The conductor pointed to the brakemen, who were tumbling out some luggage to the platform.

"I hope that they will be careful of my wheel," said the girl.

"It's all right," replied the conductor, and he raised his arm as a signal for the train to move on. "If anything goes wrong with it, send it to this station, and I will take it to Yarmouth and have it mended for you."

"Thank you," said the girl, graciously; then she turned to Emmanuel, and looked steadfastly at his red jacket.

He, meanwhile, politely tried to avert his eyes from her, but he could not do so. She was fresh from the home of the Englishman in Paris, and he could not conceal his tremulous eager interest in her. She was not beautiful, like flaxen-haired Rose à Charlitte, nor dark and statuesque, like the stately Claudine; but she was distinguée, yes, très-distinguée, and her manner was just what he had imagined that of a true Parisienne would be like. She was small and dainty, and possessed a back as straight as a soldier's, and a magnificent bust. Her round face was slightly freckled, her nose was a little upturned, but the hazy, fine mass of hair that surrounded her head was most beauteous,—it was like the sun shining through the reddish meadow grass.

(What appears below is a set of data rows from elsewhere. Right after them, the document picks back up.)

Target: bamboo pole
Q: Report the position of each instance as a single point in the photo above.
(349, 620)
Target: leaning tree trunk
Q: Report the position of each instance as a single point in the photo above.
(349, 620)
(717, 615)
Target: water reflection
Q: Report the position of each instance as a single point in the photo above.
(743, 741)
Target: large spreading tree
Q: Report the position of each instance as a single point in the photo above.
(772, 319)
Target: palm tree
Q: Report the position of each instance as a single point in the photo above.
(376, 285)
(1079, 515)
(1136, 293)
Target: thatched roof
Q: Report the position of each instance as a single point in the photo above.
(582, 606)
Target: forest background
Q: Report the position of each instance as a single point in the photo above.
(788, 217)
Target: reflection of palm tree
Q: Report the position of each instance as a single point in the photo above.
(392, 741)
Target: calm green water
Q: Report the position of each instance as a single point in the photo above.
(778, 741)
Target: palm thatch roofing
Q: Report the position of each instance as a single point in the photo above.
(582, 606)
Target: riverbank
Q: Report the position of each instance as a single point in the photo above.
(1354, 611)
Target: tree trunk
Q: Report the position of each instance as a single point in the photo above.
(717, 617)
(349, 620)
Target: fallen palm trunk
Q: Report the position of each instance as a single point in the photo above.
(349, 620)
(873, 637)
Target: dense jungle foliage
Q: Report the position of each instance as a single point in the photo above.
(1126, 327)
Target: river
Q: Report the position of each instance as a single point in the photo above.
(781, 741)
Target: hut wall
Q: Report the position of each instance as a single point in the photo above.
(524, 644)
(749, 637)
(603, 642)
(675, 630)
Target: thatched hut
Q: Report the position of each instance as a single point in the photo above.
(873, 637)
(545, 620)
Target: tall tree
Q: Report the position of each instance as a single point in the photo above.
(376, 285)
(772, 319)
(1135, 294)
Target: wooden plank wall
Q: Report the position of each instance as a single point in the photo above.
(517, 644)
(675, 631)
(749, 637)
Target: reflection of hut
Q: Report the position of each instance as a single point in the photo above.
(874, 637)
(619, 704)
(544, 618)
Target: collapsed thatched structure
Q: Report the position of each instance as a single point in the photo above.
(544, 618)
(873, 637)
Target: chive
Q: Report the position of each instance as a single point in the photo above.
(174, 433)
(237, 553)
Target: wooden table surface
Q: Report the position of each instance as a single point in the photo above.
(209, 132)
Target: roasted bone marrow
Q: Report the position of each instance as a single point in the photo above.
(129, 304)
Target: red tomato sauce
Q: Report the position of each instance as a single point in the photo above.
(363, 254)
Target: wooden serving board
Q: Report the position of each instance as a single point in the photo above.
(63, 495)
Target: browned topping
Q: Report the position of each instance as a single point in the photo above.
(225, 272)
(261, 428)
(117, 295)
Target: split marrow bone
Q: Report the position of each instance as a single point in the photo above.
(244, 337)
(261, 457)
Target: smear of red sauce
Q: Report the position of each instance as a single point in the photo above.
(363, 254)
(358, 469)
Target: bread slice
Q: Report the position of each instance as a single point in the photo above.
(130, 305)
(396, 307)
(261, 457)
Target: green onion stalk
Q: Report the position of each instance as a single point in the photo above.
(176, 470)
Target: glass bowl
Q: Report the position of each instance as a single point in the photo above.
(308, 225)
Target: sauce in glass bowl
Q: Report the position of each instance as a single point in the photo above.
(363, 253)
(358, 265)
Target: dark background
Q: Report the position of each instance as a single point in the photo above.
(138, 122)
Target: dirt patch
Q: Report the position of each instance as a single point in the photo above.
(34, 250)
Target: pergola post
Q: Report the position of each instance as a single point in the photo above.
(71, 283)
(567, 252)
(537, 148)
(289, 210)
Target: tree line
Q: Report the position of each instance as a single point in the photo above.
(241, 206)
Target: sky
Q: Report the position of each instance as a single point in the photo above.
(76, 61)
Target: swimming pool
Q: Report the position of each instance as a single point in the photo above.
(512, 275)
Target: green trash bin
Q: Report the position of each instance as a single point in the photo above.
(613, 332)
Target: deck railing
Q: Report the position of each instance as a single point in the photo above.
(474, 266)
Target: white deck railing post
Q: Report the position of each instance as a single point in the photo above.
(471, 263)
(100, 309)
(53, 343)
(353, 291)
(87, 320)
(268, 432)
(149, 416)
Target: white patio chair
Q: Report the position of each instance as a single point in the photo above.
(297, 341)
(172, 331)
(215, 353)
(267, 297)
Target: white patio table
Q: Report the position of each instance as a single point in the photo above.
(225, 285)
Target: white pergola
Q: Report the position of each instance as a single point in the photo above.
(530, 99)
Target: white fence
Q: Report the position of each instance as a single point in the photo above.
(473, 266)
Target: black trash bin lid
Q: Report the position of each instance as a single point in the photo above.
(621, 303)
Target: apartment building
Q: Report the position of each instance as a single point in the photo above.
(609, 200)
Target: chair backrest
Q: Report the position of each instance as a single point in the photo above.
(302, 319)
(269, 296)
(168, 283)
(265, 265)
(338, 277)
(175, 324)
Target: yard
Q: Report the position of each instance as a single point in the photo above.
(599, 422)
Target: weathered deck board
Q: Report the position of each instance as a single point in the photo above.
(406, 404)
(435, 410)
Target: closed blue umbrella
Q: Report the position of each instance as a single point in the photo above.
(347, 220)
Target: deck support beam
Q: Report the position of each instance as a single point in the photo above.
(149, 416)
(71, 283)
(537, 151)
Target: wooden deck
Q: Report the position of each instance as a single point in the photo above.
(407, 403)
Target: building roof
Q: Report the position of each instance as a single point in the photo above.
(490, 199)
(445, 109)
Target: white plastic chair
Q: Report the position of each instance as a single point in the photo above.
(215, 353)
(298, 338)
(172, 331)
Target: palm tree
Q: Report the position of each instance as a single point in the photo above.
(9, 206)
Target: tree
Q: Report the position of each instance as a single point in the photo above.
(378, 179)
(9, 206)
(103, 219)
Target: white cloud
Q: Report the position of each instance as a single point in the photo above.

He was her servant, her devoted slave, and Emmanuel, who had never dreamed that he possessed patrician instincts, bowed low before her, "Mademoiselle, I am at your service."

"Merci, monsieur" (thank you, sir), she said, with conventional politeness; then in rapid and exquisite French, that charmed him almost to tears, she asked, mischievously, "But I have never been here before, how do you know me?"

He bowed again. "The name of Mademoiselle Bidiane LeNoir is often on our lips. Mademoiselle, I salute your return."